Like its predecessors, it was unquestionably popular with shoppers, as stores were thronged. And why not? Not only did shoppers not have to pay the 4 percent state sales tax, they also were not charged Cobb County’s 2 percent sales tax. The Georgia Retail Association predicted earlier this year that the holiday would generate an additional $476 million in economic activity. The sales had been suspended for several years as the state dug its way out of a budget hole.
But at the risk of looking a gift horse in the mouth, serious questions remain as to whether such holidays help or hurt. And that’s on top of the complaints about the timing of this year’s holiday, which was scheduled after many school systems (including Marietta’s) had already resumed classes.
A new national study by the Washington, D.C.-based Tax Foundation (www.taxfoundation.org) shows that most consumers time their purchases for the sales-tax holidays. In other words, the holidays aren’t really doing much to stimulate sales in the 17 states (including Georgia) that hold them.
Also to be considered are the costs for businesses, which must reconfigure software and add manpower for the sales. Many observers have wondered whether the sales tax revenues lost by the states via such holidays are recouped via impulse buys by shoppers on those weekends for items that are not tax-exempt, such as that new purse or watch or the meal you and your kids grabbed at the mall’s food court. The Tax Foundation study states they are not.

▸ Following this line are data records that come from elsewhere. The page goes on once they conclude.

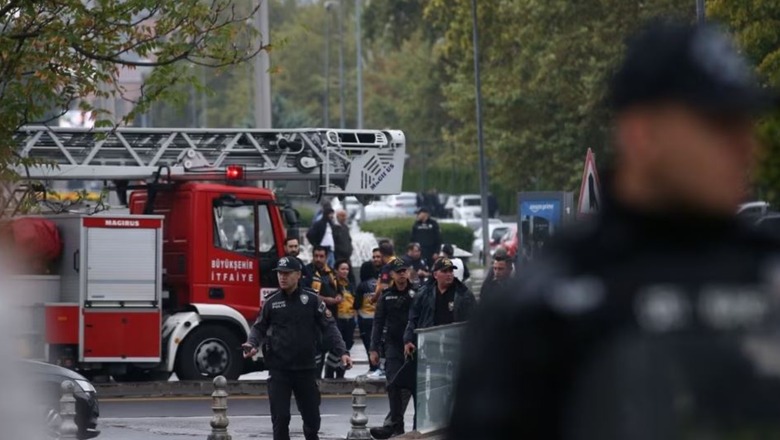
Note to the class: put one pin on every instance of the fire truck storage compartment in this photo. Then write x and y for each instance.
(121, 264)
(121, 334)
(108, 260)
(112, 270)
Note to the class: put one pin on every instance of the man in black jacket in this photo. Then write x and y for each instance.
(426, 232)
(646, 306)
(500, 277)
(392, 314)
(289, 326)
(370, 270)
(443, 301)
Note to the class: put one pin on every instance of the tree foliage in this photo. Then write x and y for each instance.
(544, 70)
(756, 24)
(57, 55)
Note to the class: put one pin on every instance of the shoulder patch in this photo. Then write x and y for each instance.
(272, 295)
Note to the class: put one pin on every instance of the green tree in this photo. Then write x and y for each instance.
(57, 55)
(756, 24)
(544, 64)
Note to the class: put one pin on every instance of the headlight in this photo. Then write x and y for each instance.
(86, 386)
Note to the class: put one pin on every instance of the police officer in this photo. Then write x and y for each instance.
(288, 330)
(390, 318)
(664, 265)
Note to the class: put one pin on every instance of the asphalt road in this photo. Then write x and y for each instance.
(188, 418)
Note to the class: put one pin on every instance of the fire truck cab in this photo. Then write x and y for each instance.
(173, 281)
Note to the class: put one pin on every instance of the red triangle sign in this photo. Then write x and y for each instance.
(590, 190)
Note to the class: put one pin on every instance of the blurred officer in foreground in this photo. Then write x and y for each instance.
(633, 327)
(288, 329)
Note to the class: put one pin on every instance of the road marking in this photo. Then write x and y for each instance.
(157, 418)
(202, 398)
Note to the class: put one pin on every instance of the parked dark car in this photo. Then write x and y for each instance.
(50, 377)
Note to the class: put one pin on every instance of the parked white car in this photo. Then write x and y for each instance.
(379, 210)
(405, 202)
(467, 206)
(497, 232)
(350, 204)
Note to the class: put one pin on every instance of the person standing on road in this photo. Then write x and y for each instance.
(345, 294)
(342, 237)
(366, 310)
(418, 267)
(461, 269)
(321, 234)
(288, 329)
(323, 282)
(385, 274)
(370, 270)
(659, 265)
(426, 232)
(292, 248)
(444, 301)
(501, 276)
(392, 315)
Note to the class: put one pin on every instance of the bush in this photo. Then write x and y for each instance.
(399, 230)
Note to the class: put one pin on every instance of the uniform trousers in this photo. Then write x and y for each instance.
(282, 384)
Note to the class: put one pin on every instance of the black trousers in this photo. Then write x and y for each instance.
(396, 394)
(282, 384)
(366, 325)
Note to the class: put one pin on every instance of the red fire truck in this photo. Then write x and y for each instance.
(172, 280)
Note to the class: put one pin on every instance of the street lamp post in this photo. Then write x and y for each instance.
(341, 64)
(483, 181)
(700, 11)
(359, 50)
(328, 6)
(262, 65)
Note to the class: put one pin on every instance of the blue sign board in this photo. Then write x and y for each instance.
(549, 210)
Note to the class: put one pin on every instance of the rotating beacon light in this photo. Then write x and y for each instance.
(234, 172)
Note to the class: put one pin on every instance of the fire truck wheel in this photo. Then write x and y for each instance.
(209, 351)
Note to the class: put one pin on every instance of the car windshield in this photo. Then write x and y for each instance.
(498, 233)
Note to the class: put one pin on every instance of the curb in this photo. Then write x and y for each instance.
(235, 388)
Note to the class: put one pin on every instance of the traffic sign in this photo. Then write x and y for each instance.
(590, 190)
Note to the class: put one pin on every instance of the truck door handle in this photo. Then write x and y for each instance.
(216, 293)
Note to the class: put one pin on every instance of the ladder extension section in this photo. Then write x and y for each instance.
(344, 162)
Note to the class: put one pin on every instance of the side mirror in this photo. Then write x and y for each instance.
(228, 200)
(290, 216)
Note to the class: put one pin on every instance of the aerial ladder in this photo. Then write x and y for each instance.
(334, 162)
(180, 295)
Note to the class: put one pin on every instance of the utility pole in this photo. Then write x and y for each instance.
(342, 123)
(262, 66)
(328, 6)
(483, 181)
(700, 12)
(359, 49)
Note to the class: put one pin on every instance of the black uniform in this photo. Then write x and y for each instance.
(428, 235)
(392, 315)
(288, 331)
(584, 332)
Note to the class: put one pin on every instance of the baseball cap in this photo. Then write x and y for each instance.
(443, 264)
(697, 65)
(288, 264)
(399, 264)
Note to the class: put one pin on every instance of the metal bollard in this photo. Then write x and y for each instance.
(219, 421)
(359, 419)
(68, 428)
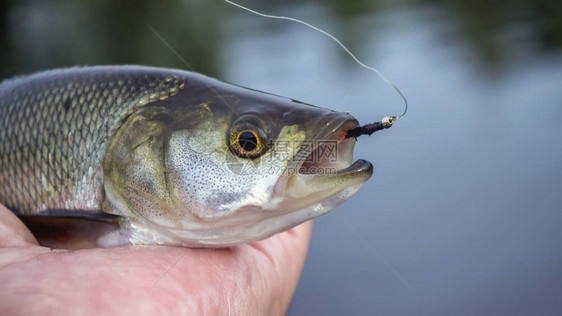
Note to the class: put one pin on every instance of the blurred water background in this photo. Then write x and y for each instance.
(465, 202)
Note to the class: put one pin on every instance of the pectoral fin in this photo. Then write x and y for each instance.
(81, 230)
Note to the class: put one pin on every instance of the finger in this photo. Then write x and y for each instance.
(13, 232)
(287, 254)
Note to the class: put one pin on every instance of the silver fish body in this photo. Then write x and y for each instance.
(173, 157)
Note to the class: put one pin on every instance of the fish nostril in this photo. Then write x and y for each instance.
(288, 117)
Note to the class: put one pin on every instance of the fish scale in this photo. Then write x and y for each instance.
(54, 131)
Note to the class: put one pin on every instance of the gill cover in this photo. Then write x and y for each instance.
(222, 166)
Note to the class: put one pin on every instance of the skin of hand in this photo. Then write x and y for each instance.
(258, 278)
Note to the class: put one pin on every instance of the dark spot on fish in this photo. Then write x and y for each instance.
(67, 105)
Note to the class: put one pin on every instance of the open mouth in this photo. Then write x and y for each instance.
(324, 167)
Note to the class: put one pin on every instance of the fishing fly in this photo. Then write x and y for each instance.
(368, 129)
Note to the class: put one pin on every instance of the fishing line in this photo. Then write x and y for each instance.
(368, 129)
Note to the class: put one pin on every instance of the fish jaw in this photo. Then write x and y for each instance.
(306, 189)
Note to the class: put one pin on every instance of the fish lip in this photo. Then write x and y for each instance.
(360, 165)
(335, 134)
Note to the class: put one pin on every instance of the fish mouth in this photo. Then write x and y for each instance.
(327, 175)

And Georgia is no longer even getting the benefit of non-exempt impulse purchases by shoppers from neighboring states because Alabama, Florida, North Carolina, South Carolina and Tennessee all now have such sales tax holidays. In fact, one of the best arguments that can be made at this point for keeping the Georgia sales-tax holiday is that it keeps such spending in-state, rather than encouraging Georgians who live near our borders to drive across state lines to do their Back-to-School shopping.

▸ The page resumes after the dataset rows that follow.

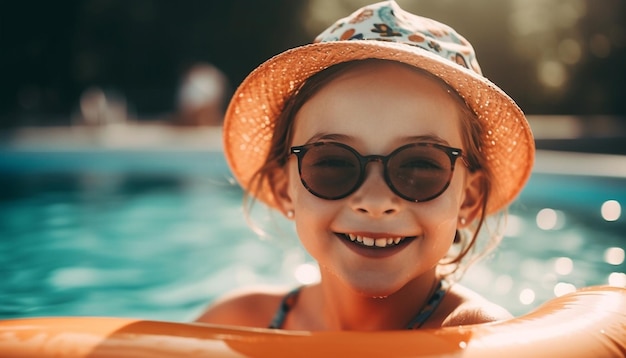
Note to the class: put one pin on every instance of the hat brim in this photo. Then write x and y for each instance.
(507, 141)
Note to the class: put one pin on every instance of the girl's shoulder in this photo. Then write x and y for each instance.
(463, 306)
(249, 307)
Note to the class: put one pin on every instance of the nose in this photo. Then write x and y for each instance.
(374, 197)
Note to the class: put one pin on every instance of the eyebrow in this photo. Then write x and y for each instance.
(429, 138)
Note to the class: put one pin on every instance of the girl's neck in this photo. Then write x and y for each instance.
(331, 305)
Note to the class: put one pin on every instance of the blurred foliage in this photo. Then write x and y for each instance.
(552, 56)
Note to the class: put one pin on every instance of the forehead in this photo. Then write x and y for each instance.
(378, 105)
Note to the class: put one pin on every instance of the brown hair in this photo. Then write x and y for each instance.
(471, 132)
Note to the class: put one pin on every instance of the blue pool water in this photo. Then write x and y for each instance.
(158, 235)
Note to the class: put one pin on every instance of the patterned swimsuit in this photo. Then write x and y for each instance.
(290, 299)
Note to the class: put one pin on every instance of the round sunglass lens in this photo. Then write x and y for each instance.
(419, 173)
(330, 171)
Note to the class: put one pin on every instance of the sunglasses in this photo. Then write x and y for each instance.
(416, 172)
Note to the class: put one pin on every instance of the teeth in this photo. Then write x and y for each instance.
(371, 242)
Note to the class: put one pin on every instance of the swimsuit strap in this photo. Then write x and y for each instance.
(286, 304)
(290, 299)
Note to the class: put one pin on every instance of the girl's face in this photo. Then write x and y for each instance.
(375, 108)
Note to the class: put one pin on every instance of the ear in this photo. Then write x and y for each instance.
(473, 198)
(279, 182)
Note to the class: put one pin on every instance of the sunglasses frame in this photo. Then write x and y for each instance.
(364, 160)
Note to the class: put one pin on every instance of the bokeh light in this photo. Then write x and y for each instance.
(563, 265)
(550, 219)
(611, 210)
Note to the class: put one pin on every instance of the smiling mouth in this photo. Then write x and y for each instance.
(383, 242)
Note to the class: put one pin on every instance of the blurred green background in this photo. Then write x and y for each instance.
(555, 57)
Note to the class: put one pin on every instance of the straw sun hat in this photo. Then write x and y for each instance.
(424, 43)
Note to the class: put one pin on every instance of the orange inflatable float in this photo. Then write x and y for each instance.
(590, 322)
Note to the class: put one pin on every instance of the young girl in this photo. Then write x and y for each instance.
(386, 146)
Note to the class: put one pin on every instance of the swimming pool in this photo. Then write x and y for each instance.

There’s also a subtle message in the popularity of such tax holidays that we hope our elected officials will pick up on: That is, people don’t like taxes, and they especially don’t like paying sales taxes. Those officials got a sharp reminder of that in the crushing rejection of the July 31 TSPLOST referendum. And hopefully the crowds in the stores this weekend reinforced the message that the best tax is the lowest possible tax.